Québec : un printemps rouge et noir
Par Patsy le lundi, juillet 7 2014, 13:41 - Notes de lecture - Lien permanent
Marcos Ancelovici et François Dupuis-Deri (sous la direction de)
Un printemps rouge et noir – Regards croisés sur la grève étudiante de 2012
Ecosociété, 2014
Au printemps 2012, le Québec fut secoué par un mouvement étudiant d'une force et d'une tonalité rares. Durant plusieurs mois, de très nombreux étudiants ont bloqué les universités, investi les rues et secoué le cocotier néolibéral pour protester contre la hausse importante des frais d'inscription à laquelle l’État entendait les soumettre. Bien plus, c'est un système social générateur d'inégalités et de frustrations qui fut visé par cette révolte de la jeunesse éduquée.
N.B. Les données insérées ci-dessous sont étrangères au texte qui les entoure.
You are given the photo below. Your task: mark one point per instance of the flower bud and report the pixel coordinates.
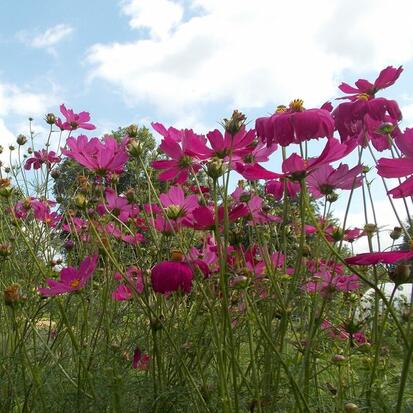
(21, 140)
(235, 123)
(215, 168)
(401, 274)
(177, 255)
(12, 294)
(50, 119)
(80, 201)
(132, 130)
(338, 359)
(370, 229)
(134, 148)
(5, 250)
(396, 233)
(351, 408)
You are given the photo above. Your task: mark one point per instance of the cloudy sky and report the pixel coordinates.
(190, 63)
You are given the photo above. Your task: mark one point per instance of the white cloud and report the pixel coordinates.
(15, 100)
(249, 54)
(51, 36)
(159, 16)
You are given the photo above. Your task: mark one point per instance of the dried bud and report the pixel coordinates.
(239, 282)
(55, 173)
(401, 274)
(132, 130)
(235, 123)
(396, 233)
(5, 249)
(134, 148)
(332, 197)
(338, 359)
(370, 229)
(21, 140)
(50, 119)
(69, 244)
(80, 201)
(12, 294)
(386, 128)
(177, 255)
(351, 408)
(215, 168)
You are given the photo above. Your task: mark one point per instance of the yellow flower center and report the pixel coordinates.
(280, 109)
(297, 105)
(75, 283)
(363, 96)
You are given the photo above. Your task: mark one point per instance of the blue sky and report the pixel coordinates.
(189, 63)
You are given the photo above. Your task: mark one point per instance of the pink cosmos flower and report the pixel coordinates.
(40, 158)
(234, 146)
(73, 120)
(325, 179)
(295, 124)
(360, 118)
(98, 156)
(171, 276)
(279, 188)
(42, 212)
(71, 279)
(203, 217)
(185, 151)
(387, 257)
(117, 205)
(297, 167)
(176, 204)
(134, 277)
(400, 167)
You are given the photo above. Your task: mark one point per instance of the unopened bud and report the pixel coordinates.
(132, 130)
(370, 229)
(401, 274)
(351, 408)
(21, 140)
(177, 255)
(5, 249)
(338, 359)
(215, 168)
(235, 123)
(50, 118)
(396, 233)
(12, 294)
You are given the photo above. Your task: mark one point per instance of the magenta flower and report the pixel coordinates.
(278, 188)
(171, 276)
(117, 205)
(134, 279)
(388, 257)
(396, 168)
(234, 146)
(71, 279)
(295, 124)
(386, 78)
(362, 117)
(324, 180)
(185, 150)
(297, 167)
(100, 157)
(40, 158)
(73, 120)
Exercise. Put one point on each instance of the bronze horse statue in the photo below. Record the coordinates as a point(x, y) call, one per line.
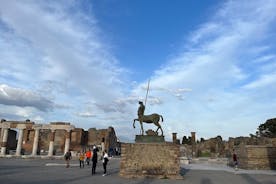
point(152, 118)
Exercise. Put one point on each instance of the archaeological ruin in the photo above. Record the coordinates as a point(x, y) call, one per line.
point(28, 138)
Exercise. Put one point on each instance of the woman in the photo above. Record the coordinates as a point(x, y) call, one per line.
point(105, 160)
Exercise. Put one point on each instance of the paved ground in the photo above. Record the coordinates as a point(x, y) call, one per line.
point(33, 171)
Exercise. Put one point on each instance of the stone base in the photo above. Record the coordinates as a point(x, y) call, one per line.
point(157, 160)
point(149, 139)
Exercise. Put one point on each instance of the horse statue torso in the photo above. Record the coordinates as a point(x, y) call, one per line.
point(152, 118)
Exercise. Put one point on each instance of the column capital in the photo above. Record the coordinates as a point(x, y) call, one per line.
point(37, 127)
point(21, 126)
point(5, 125)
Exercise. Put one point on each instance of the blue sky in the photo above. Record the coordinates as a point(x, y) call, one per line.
point(212, 64)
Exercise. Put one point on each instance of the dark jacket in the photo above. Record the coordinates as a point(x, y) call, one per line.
point(95, 155)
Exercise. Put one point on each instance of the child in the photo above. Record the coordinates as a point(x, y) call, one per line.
point(81, 158)
point(105, 160)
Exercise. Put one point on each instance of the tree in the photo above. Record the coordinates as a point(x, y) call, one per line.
point(267, 129)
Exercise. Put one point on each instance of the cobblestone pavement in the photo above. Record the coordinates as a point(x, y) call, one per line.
point(42, 171)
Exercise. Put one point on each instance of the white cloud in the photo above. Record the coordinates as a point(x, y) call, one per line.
point(219, 65)
point(218, 85)
point(23, 98)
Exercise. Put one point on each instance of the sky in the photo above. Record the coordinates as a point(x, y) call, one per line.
point(211, 64)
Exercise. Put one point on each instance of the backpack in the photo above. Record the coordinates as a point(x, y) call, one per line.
point(67, 155)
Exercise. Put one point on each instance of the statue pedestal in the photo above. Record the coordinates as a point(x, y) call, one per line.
point(149, 139)
point(157, 160)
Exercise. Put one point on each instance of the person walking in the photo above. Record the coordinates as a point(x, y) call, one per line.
point(235, 160)
point(88, 156)
point(105, 160)
point(67, 158)
point(81, 159)
point(94, 159)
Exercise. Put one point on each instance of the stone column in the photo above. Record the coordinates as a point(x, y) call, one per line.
point(67, 141)
point(51, 144)
point(174, 137)
point(4, 141)
point(19, 142)
point(35, 143)
point(193, 139)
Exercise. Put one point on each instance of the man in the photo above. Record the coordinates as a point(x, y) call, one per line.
point(94, 159)
point(67, 158)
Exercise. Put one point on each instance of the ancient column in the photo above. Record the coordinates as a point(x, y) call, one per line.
point(193, 139)
point(51, 144)
point(4, 141)
point(67, 141)
point(19, 142)
point(174, 137)
point(35, 143)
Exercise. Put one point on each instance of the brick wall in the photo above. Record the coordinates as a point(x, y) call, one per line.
point(159, 160)
point(256, 157)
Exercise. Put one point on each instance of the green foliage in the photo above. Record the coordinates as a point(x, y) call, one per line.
point(267, 129)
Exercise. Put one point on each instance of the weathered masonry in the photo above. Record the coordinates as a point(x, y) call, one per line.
point(56, 138)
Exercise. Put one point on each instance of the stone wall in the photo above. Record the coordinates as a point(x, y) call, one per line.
point(159, 160)
point(256, 156)
point(96, 137)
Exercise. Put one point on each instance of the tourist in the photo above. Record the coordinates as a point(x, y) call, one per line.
point(235, 160)
point(105, 160)
point(67, 158)
point(81, 159)
point(94, 159)
point(88, 156)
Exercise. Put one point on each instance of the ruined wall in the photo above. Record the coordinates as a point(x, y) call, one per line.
point(77, 139)
point(95, 137)
point(28, 139)
point(256, 156)
point(159, 160)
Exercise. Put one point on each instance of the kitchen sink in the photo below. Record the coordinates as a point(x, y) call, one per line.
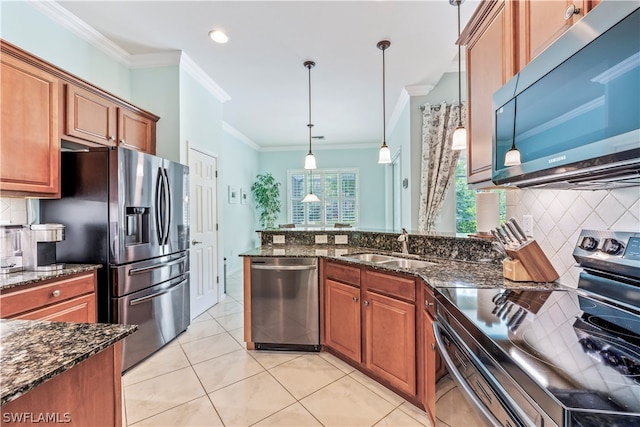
point(407, 263)
point(391, 261)
point(371, 257)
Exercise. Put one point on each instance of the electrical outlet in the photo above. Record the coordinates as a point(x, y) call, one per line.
point(527, 225)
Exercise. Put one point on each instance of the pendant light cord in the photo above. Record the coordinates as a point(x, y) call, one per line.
point(310, 125)
point(459, 72)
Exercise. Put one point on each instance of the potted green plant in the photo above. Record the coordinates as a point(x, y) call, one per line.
point(266, 192)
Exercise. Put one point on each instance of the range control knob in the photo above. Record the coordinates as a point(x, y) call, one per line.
point(589, 243)
point(612, 246)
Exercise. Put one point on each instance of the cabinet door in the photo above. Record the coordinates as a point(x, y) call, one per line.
point(342, 319)
point(29, 129)
point(390, 340)
point(545, 21)
point(429, 380)
point(490, 63)
point(81, 309)
point(90, 116)
point(136, 131)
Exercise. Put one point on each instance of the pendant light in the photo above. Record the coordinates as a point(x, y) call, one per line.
point(459, 139)
point(310, 160)
point(384, 156)
point(310, 197)
point(512, 158)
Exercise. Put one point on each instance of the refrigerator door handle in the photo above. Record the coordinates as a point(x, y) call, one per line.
point(155, 295)
point(140, 270)
point(167, 216)
point(157, 208)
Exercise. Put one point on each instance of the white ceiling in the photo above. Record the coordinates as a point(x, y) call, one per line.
point(261, 67)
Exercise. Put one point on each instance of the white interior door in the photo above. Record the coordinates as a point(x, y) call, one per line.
point(204, 234)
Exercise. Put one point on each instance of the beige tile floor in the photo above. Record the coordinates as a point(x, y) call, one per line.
point(206, 377)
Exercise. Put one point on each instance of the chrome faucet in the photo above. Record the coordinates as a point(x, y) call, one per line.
point(404, 238)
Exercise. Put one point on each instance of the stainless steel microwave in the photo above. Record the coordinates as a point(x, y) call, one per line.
point(574, 111)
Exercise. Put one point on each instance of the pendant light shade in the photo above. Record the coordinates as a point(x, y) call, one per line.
point(512, 158)
point(459, 139)
point(310, 160)
point(385, 154)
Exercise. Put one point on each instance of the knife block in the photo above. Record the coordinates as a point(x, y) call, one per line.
point(513, 269)
point(534, 261)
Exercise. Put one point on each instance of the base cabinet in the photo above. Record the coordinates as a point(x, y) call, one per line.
point(390, 340)
point(373, 325)
point(342, 319)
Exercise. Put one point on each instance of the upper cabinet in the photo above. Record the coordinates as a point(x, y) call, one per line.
point(30, 136)
point(501, 38)
point(491, 59)
point(41, 106)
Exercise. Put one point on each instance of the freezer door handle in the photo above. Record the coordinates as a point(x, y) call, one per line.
point(283, 267)
point(157, 294)
point(141, 270)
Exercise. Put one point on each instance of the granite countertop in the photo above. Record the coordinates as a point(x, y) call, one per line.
point(22, 278)
point(443, 273)
point(32, 352)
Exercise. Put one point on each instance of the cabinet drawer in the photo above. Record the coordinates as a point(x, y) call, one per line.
point(41, 295)
point(343, 273)
point(401, 287)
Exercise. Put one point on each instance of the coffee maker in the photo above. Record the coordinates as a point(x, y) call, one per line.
point(40, 247)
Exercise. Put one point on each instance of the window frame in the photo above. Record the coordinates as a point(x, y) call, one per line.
point(322, 196)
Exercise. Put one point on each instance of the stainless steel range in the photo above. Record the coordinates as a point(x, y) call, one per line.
point(565, 357)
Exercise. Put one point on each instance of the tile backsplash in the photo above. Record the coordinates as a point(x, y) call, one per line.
point(560, 215)
point(13, 210)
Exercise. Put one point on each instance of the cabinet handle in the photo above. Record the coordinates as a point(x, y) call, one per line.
point(571, 10)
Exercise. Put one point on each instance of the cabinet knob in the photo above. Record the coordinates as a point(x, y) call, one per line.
point(571, 10)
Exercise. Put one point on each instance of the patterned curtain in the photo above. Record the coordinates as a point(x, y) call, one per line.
point(438, 160)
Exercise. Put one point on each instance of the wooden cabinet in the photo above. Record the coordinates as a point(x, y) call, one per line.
point(94, 118)
point(489, 38)
point(391, 340)
point(69, 299)
point(342, 319)
point(370, 319)
point(136, 131)
point(29, 128)
point(501, 38)
point(89, 394)
point(89, 116)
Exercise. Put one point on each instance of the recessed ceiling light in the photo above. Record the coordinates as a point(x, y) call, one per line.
point(218, 36)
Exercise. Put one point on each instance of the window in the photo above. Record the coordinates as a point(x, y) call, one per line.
point(338, 193)
point(466, 200)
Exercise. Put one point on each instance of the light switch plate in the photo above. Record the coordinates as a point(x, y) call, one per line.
point(342, 239)
point(322, 239)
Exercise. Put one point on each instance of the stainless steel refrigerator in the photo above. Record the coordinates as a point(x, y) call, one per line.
point(129, 211)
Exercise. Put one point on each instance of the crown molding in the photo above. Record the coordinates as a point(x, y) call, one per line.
point(62, 16)
point(197, 73)
point(81, 29)
point(157, 59)
point(226, 127)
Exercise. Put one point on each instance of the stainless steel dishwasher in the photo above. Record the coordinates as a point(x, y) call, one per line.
point(285, 307)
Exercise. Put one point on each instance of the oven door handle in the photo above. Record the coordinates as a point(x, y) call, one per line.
point(466, 388)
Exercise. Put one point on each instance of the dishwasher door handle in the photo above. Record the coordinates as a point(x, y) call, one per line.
point(282, 267)
point(459, 379)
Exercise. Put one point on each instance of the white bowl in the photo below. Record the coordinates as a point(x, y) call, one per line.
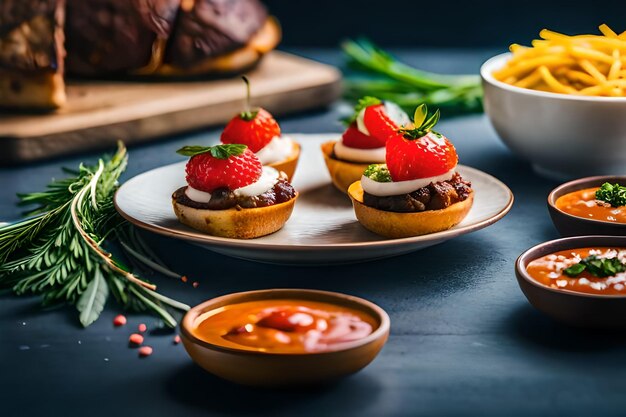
point(563, 136)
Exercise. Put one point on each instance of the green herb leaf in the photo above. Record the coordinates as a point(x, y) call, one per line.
point(614, 194)
point(223, 151)
point(361, 104)
point(380, 74)
point(575, 269)
point(421, 124)
point(92, 301)
point(59, 252)
point(420, 114)
point(378, 173)
point(249, 115)
point(601, 268)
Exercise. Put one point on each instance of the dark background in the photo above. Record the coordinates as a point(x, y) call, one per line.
point(436, 23)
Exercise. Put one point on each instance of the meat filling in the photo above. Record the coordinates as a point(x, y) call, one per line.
point(435, 196)
point(223, 198)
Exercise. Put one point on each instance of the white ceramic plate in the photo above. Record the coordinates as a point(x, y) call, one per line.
point(322, 228)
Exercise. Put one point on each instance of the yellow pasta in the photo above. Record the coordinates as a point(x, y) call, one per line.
point(585, 64)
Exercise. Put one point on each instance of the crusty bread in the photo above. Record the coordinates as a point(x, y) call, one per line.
point(288, 166)
point(398, 225)
point(343, 173)
point(236, 223)
point(233, 62)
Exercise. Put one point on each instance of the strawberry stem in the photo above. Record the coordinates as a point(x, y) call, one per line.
point(248, 114)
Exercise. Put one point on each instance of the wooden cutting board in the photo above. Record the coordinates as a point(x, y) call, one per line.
point(99, 113)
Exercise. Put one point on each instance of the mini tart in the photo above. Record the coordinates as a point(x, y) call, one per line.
point(398, 225)
point(343, 173)
point(288, 165)
point(236, 222)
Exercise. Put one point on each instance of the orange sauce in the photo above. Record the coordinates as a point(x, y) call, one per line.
point(548, 270)
point(582, 203)
point(283, 326)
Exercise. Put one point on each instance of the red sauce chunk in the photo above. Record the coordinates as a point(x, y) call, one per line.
point(284, 326)
point(549, 270)
point(583, 203)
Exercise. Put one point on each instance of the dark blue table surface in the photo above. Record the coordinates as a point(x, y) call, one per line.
point(464, 340)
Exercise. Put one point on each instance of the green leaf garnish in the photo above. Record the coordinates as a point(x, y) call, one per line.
point(378, 173)
point(363, 103)
point(614, 194)
point(61, 251)
point(223, 151)
point(597, 267)
point(380, 74)
point(421, 123)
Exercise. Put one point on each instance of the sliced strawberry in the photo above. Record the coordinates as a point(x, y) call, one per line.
point(378, 123)
point(221, 166)
point(254, 129)
point(426, 156)
point(354, 138)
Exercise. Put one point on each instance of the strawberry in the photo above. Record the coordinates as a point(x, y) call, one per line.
point(253, 128)
point(354, 138)
point(378, 122)
point(230, 166)
point(379, 119)
point(419, 152)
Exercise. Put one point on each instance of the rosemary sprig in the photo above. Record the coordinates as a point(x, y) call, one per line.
point(380, 74)
point(614, 194)
point(60, 252)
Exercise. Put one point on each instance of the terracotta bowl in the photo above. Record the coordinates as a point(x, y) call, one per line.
point(280, 369)
point(573, 308)
point(569, 225)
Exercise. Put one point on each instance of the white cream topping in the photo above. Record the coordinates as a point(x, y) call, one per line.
point(375, 155)
point(197, 195)
point(268, 179)
point(279, 149)
point(385, 189)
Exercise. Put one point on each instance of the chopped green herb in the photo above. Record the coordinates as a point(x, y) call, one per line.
point(362, 103)
point(378, 173)
point(613, 194)
point(597, 267)
point(223, 151)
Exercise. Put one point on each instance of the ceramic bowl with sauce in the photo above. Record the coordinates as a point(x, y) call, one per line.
point(572, 217)
point(594, 302)
point(284, 337)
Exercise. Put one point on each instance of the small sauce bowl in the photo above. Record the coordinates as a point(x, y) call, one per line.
point(258, 368)
point(570, 225)
point(570, 307)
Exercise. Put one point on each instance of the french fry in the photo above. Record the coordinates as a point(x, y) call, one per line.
point(579, 64)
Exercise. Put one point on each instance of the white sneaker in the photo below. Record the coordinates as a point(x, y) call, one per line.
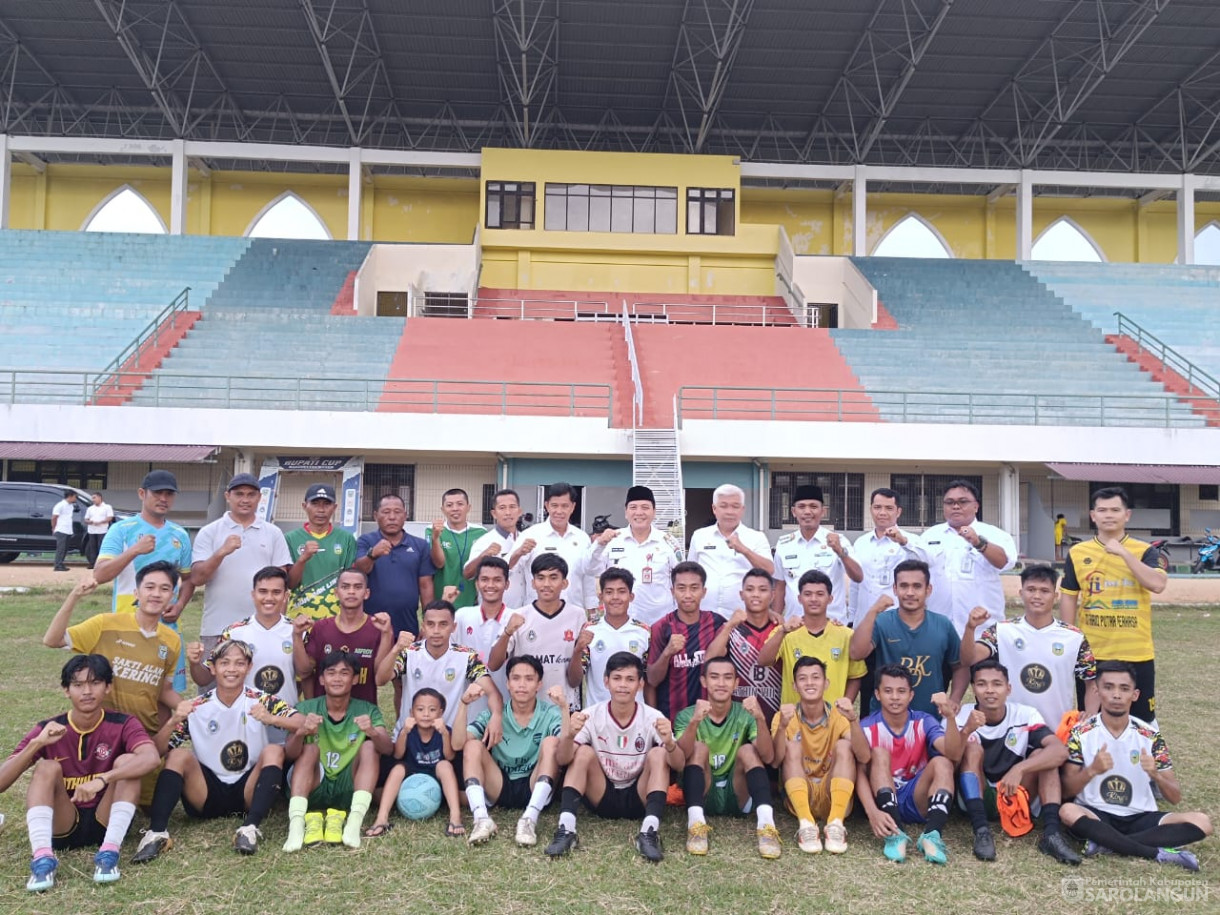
point(482, 831)
point(527, 833)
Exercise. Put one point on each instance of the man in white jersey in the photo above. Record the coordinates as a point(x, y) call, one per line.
point(610, 633)
point(644, 552)
point(1113, 763)
point(502, 542)
point(1046, 655)
point(619, 755)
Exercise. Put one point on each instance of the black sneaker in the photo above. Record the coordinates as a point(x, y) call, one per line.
point(1058, 848)
point(563, 842)
point(985, 844)
point(649, 846)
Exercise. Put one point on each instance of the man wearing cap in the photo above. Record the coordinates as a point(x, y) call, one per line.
point(148, 537)
point(811, 547)
point(227, 554)
point(320, 552)
point(727, 550)
point(644, 552)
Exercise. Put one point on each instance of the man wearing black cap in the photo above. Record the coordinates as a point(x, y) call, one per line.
point(227, 554)
point(148, 537)
point(810, 547)
point(320, 552)
point(644, 552)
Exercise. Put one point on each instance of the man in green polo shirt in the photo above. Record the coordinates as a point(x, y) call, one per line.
point(452, 542)
point(320, 552)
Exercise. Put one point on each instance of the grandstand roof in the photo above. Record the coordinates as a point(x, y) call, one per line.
point(1070, 84)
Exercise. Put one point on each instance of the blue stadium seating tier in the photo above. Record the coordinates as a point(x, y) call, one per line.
point(991, 330)
point(1177, 304)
Un Mai-68 sur le Saint-Laurent ? N'exagérons pas ! Mais il est évident que ce mouvement revendicatif a, dans ses formes organisationnelles et dans son discours, rappelé que le refus du néolibéralisme, de la démocratie bourgeoise et du caporalisme militant était plus actuel que jamais, bien que le reflux de l'altermondialisme ait pu laisser penser le contraire.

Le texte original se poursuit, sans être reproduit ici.